What one moment in your story is the single most important? The moment where the hero gets the girl? The moment when he slays the bad guy? The moment when he reaches his long sought after plot goal?

Nope, nope, and nope.

The single most important moment in your story is your character’s breaking point. Every protagonist has one, no matter whether he’s following a change arc (positive or negative) or a flat arc. And every protagonist will define both himself and his story by how he reacts to it.

Make my character suffer, you’re thinking. Yep, got it. And you probably do (most authors are pretty adept at torturing their characters). But there are actually a few important tricks to timing your character’s breaking point and making sure it accomplishes everything it needs to within your story.

Let’s take a look at the checklist:

1. Does Your Character’s Story Goal Cause His Breaking Point?

Stories are all about wreaking conflict—which usually means bad things happening to your characters. But your character’s breaking point is never going to be just any ol’ disaster that ruins his day. The breaking point is a specific structural element within your story and, as such, must be directly related to the main plot.

Ask yourself: What is the worst thing that can happen to my protagonist? Death is always the obvious answer. But how can you make it more personal?
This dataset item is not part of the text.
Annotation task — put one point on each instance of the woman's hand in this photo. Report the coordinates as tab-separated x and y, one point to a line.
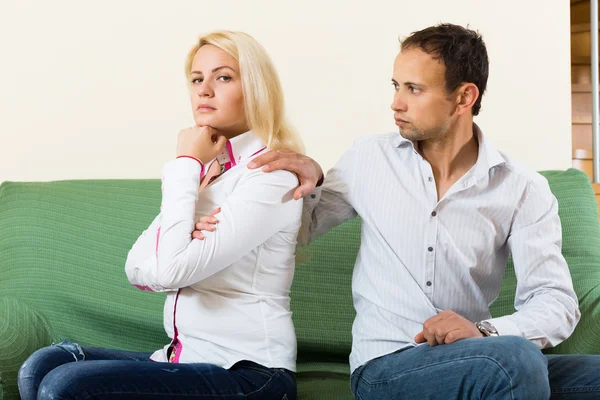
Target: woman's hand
201	142
206	223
What is the worst thing that can happen to your protagonist in his pursuit of his plot goal?

Charlotte Brontë’s masterful Jane Eyre (which I analyze in-depth in my book Jane Eyre: The Writer’s Digest Annotated Classic) offers an excellent example. Jane’s goal is to marry her mysterious employer Mr. Rochester and live happily ever after. Right away, we can see that the obvious “worst thing” that could happen to her is losing Mr. Rochester.

2. Does Your Character’s Breaking Point Prove His Character Arc?

The breaking point is important not so much because it breaks your character, but rather because it forces him to a point in his personal development where he has no choice but to rise or fall. Up to this point, your character will have been wrestling with—and sometimes resisting—the changes he’s been forced to grow into. The conflict has already evolved him into a different person from who he was originally. But he hasn’t yet completed his change.

The breaking point is where he must finally choose between his old, destructive way of doing things and the new, improved way. But, as change so often does, it’s going to hurt. By this point in the story, it’s not enough that the character simply changes. He has to prove that his convictions have grown so deeply within him that he will sacrifice the thing he cares about most in order to complete that change.

Jane Eyre’s personal evolution is all about overcoming the lie that in order to be worthy of love, she must enslave herself physically or spiritually as a servant. Even her great love for Rochester has her surrendering her very self in order to be with her “master.” If she were to marry him at this point in the story, she might get the thing she wants most. But she would be sacrificing a greater personal victory. When she chooses to remain true to herself and abandon his love rather than become his mistress, she proves how her devotion to spiritual freedom has grown since the beginning of the story.

3. Is Your Character’s Breaking Point Caused by the Third Plot Point?

Now that you’ve already seen two of the very specific requirements of the breaking point, you’ve probably pieced together that the timing of this moment in the story is also very specific. Although your character will inevitably encounter many low moments in the story, the breaking point will always be linked to the Third Plot Point, which will open your Third Act around the 75% mark in your story.

The changes the breaking point causes, in both your character and the plot, will be the direct result of your character’s actions against the antagonistic force in the second half of the Second Act. And, by extension, they will be what then allows your protagonist to enter the climactic Third Act equipped to face down the final conflict.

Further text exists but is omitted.